Выбрать главу

Пустая голова носила меня по городу. И вынесла за него, к тому деревянному дому, в котором мы с ней все-таки были счастливы. Окна заколочены, все облезло… Видимо, дом подлежал сносу. И дощатая будка колодца сгнила, но бетонные кольца каменно белели. Воды я не увидел — она была завалена досками, битой посудой, хламом… Но метров пять глубины сохранилось.

Господи, как же Наталья могла жить, зная, что я ни за что мучаюсь на зоне?

По-моему, в любом человеке помимо осознанной жизни течет и тайная душевная жизнь. Нет, не подсознательная, а параллельная, о которой сам человек ничего не знает. Правда, иногда догадывается, потому что она изредка подает тайные и непонятные знаки. Как они, эти две жизни, совмещаются, как переплетаются?.. Может быть, одной, явной, руководит интеллект, а второй, тайной, командует совесть?

Что я сделал дальше, вы уже знаете. Никаких тайных движений души, а осмысленный поступок, подчиненный интеллекту и чувству мести. Бывшую жену я бросил в колодец. И прошу, гражданин следователь, не тратьте время, не делайте психиатрическую экспертизу.

Рябинин посмотрел на часы — исповедь длилась половину дня. Потрясла ли она его? Не очень, потому что за двадцать лет следственной работы слышал и не такое. Были две причины, которые всю эту историю утяжеляли. Прежде всего — юридическая квалификация действий Лучкина. Он снял шляпу, пригладил влажные, почти коричневые волосы, потер бледные небритые щеки и спросил:

— Гражданин следователь, что со мной будет?

— Вот думаю…

— Я не преступник.

— Нет, преступник — вы живого человека бросили в колодец.
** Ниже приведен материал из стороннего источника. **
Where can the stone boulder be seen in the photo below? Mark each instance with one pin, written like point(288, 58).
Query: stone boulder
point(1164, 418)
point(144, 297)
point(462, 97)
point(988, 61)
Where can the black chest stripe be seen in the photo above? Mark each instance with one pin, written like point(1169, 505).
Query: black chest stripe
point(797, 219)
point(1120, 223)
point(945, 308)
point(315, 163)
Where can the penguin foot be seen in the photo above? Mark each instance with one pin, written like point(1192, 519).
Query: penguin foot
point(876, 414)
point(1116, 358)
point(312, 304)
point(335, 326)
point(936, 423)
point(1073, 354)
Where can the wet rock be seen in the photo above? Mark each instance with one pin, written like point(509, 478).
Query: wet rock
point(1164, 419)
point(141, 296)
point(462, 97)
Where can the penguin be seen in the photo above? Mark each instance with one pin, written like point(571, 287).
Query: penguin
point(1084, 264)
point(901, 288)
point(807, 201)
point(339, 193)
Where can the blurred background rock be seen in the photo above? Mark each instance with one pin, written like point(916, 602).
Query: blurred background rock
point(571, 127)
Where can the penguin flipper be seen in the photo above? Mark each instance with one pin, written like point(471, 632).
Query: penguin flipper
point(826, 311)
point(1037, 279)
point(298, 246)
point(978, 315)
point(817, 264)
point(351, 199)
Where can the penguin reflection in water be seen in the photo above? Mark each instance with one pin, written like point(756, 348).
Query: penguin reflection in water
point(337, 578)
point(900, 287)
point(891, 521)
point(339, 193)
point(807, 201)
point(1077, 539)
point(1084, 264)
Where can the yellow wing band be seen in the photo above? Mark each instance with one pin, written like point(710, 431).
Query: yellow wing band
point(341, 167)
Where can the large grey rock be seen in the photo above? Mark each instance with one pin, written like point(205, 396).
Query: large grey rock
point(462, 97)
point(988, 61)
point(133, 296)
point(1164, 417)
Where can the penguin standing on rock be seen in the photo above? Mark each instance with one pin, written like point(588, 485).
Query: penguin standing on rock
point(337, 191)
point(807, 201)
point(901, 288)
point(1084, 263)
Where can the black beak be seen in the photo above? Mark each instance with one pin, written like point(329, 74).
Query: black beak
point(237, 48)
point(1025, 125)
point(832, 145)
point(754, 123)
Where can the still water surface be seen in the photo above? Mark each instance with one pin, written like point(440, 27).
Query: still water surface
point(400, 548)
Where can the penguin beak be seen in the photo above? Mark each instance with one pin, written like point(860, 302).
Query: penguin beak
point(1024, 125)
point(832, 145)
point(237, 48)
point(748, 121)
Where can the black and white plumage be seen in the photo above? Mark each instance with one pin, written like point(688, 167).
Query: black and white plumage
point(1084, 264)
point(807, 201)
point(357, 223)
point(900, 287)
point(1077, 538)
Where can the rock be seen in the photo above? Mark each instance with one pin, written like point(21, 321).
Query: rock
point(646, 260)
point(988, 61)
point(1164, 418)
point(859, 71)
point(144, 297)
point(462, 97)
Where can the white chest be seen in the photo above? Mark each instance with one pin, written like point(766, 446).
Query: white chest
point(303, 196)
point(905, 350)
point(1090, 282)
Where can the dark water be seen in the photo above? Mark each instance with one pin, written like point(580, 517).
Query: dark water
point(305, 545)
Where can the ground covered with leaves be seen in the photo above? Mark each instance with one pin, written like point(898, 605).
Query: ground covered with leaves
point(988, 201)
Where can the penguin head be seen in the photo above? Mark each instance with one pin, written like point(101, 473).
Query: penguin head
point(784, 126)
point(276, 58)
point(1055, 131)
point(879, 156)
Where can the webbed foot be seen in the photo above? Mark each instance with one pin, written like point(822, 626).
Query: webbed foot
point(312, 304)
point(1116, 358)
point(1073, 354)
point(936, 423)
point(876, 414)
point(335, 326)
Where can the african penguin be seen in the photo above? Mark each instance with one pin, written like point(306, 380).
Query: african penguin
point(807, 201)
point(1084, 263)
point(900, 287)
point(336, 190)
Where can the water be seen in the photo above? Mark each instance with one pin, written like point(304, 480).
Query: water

— Но за что я отсидел восемь лет?!

— Вы отсидели не за это, а по ошибке.

— Что же! За одно и то же преступление я буду сидеть дважды? Это же идиотизм!

— Не спешите, Лучкин…

Была еще одна причина, которая сковывала энергию следователя, — жалость. Тихому простому парню выпала кривая судьба. Поди разберись: сам ли он виноват, сложилось ли так?

— Лучкин, я вас отпускаю и беру подписку о невыезде.

— Значит, не виновен?

— Лучкин, отпускаю я вас по иной причине.

— По какой?

— Вчера скончался ваш отец.

Человек воспринимает мир так: то, что есть, всегда было и всегда должно быть. Отец умер, прожив восемьдесят лет. Он всегда был, но его не стало. Уже двое суток лежал в морге. Жалость, горе… Но сперва, еще до понимания глубины горя, навалилось одиночество — первое, да не душевное, а физическое…

Родственников у нас не было. Отцовых друзей не осталось, все умерли — пришли лишь двое примерно его лет. Гроб некому нести: эти старички, я да Петр. И соседка-старушка, которая ухаживала за отцом. Она и похоронные дела оформляла.

После кладбища старушка отдала мне документы с ключами от квартиры и ушла домой. Отцовы сослуживцы тоже уехали. И никаких поминок.

— Здесь заночуешь? — спросил Петр, пройдясь по квартире отца как по музею.

— Пойдем домой, — решил я.

Домой… Но мой дом был теперь здесь. Дом ли? Здесь прошло только детство. Студентом я жил в общежитии, потом женился, потом сидел… Мой чужой дом.

Я походил по холлу, где стояли креслица, как в приемной у министра; обошел зал, похожий на озеро из-за голубого бескрайнего ковра и синих гардин на окнах; постоял в своей бывшей детской комнате, давно лишенной жизни; заглянул в мамину комнату, всю в диванах и ковриках; не миновал и кухни, вернее, столовой — миновал только кабинет отца, чтобы не сбивать ритм своего сердца. Я знал, что выгляжу спокойным, да я и был спокоен, потому что горе мое похоже на мину замедленного действия. Взорвется позже…

— Не квартира, а хоромы, — заключил Петр. — Теперь твои?

— По закону через шесть месяцев.

— Ты в жилконтору-то сходи, отметься.

— Надо к нотариусу.

Мы постояли молча. Петр решил:

— Положено помянуть.

— Пойдем, у нас и помянем.

Мы пошли в кочегарку, не пропуская ни одного гастронома.

Город необъятен. Этих двух людей, казалось, видели во всех районах и главным образом в местах скопления людей. Они выделялись.

Прежде всего, одинаковостью: лица разные, а похожи, как два одномастных бычка. Широкоплечи и крепкошеи. Июнь, тепло, но на них длинные пальто черной тонкой кожи и белые шарфы. И пахли одинаково: смесь одеколона с пивом.